Rédigé par l’écrivaine et essayiste Martine Delvaux, le document suivant, « Les filles des ruines et de la crasse », se présente à la fois comme une lettre adressée directement à Hillers et comme une parole lancée à toutes les femmes, l’auteure faisant s’entremêler, ici, l’intime et le collectif. « Vous êtes toutes les femmes dont le corps est une tranchée, pendant la guerre, mais aussi avant, et après », écrit-elle, insistant ensuite sur la force du témoignage et, surtout, de l’écriture comme acte de résistance.

Avec « De l’esquisse à la scène », l’artiste visuelle et conceptrice de costumes Julie Charland, collaboratrice de longue date de Haentjens, nous ouvre ensuite les pages de son cahier de croquis. Imprégnés par diverses influences, des oeuvres de l’artiste Lee Miller aux photographies de mode d’Erwin Blumenfeld, nourris par une imposante documentation iconographique constituée de photographies de scènes de la vie quotidienne dans un Berlin en ruines, ces dessins, et les choix d’étoffes qui les accompagnent, témoignent du travail méticuleux de la conceptrice, attentive à l’évocation subtile – par exemple, à la tenue militaire – comme au détail fin, telle la délicatesse de la dentelle qui joue de contraste avec la dureté de l’univers scénique proposé.

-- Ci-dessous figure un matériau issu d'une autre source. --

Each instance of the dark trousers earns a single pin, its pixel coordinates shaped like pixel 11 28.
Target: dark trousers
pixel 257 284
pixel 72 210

Enfin, il nous importait que ce dossier fasse entendre la voix de Haentjens. En guise de conclusion, nous proposons un entretien accordé par la metteure en scène à Alexandre Cadieux. Intitulé « Aimer sans complaisance ni indulgence : discussion sur la critique avec Brigitte Haentjens », cet échange, dont le point de départ est la réception critique d’Une femme à Berlin, lève le voile sur le rapport qu’entretient la créatrice avec la critique et sur les attentes exigeantes, souvent déçues, qu’elle a envers elle. En filigrane de cette réflexion sur la critique, comme en pointillés, se révèle aussi un regard sensible et réfléchi posé par Haentjens sur sa propre pratique comme sur un certain état du théâtre contemporain.